Cato is a town in Manitowoc County, Wisconsin, United States. The population was 1,621 at the 2020 census. A Manitowoc County park is located in the town; it is called "Cato Falls" after a waterfall on the Manitowoc River.

== Communities ==

- Cato is an unincorporated community located at the intersection of US 10 and County Road J (the county road south of US 10 was WIS 148).
- Cato Falls is an unincorporated community located north of the Manitowoc River at the intersection of Clark Mills Road and Leist Road.
- Clark Mills is a census-designated place located mostly north of the County Road J/JJ intersection on County Road J.
- Grimms is an unincorporated community at the intersection of US 10 and County Road G. North Grimms is located a short distance away on County Road G.
- Madsen is an unincorporated community located on County Road S north of the route's intersection at US 151.

==History==
A post office called Cato was established in 1870, and remained in operation until it was discontinued in 1998. The town was named after Cato, New York, the former hometown of an early settler.

==Geography==
According to the United States Census Bureau, the town has a total area of 35.3 square miles (91.6 km^{2}), of which 35.1 square miles (91.0 km^{2}) is land and 0.2 square miles (0.6 km^{2}) (0.62%) is water.

==Demographics==
As of the census of 2000, there were 1,616 people, 548 households, and 458 families residing in the town. The population density was 46.0 people per square mile (17.8/km^{2}). There were 571 housing units at an average density of 16.3 per square mile (6.3/km^{2}). The racial makeup of the town was 97.59% White, 0.50% Native American, 0.68% Asian, 0.62% from other races, and 0.62% from two or more races. Hispanic or Latino people of any race were 1.67% of the population.
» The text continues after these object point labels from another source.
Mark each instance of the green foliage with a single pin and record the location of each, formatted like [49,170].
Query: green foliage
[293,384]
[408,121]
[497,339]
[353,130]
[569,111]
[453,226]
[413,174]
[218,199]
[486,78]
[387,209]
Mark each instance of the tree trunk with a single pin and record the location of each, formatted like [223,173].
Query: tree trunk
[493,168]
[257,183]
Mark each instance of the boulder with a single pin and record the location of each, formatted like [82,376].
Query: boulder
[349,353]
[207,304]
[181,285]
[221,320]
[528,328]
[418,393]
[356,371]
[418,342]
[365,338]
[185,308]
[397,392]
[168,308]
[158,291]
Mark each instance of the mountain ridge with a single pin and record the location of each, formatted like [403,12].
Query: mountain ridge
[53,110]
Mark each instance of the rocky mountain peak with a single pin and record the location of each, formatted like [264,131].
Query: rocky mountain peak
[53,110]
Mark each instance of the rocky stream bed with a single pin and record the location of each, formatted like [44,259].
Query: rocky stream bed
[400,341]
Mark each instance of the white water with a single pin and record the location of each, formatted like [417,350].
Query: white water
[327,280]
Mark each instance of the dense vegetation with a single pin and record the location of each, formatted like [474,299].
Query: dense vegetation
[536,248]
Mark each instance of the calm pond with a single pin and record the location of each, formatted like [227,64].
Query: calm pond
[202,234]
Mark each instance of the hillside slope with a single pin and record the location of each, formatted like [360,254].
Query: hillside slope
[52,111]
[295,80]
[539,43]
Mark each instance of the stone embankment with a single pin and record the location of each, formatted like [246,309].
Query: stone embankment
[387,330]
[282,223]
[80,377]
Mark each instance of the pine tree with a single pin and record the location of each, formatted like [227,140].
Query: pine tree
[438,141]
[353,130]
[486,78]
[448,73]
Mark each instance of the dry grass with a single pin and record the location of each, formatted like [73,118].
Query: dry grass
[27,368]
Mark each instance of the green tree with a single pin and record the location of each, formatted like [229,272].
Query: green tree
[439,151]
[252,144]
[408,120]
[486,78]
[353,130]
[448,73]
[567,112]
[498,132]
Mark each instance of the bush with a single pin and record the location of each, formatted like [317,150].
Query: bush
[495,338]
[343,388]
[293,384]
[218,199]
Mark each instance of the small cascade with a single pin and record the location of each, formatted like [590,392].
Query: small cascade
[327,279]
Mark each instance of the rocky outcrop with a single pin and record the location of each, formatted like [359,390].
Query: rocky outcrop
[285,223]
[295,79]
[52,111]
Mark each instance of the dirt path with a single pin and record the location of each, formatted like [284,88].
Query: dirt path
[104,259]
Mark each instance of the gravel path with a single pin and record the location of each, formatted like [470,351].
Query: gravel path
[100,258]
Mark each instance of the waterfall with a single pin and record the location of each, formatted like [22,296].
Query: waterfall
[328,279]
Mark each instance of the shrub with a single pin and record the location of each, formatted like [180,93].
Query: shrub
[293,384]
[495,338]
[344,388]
There were 548 households, out of which 36.1% had children under the age of 18 living with them, 73.4% were married couples living together, 5.7% had a female householder with no husband present, and 16.4% were non-families. 13.7% of all households were made up of individuals, and 5.7% had someone living alone who was 65 years of age or older. The average household size was 2.95 and the average family size was 3.24.

In the town, the population was spread out, with 28.1% under the age of 18, 8.5% from 18 to 24, 30.6% from 25 to 44, 22.6% from 45 to 64, and 10.2% who were 65 years of age or older. The median age was 36 years. For every 100 females, there were 106.1 males. For every 100 females age 18 and over, there were 108.6 males.

The median income for a household in the town was $53,462, and the median income for a family was $59,145. Males had a median income of $36,384 versus $23,750 for females. The per capita income for the town was $21,434. About 3.3% of families and 4.9% of the population were below the poverty line, including 5.7% of those under age 18 and 6.8% of those age 65 or over.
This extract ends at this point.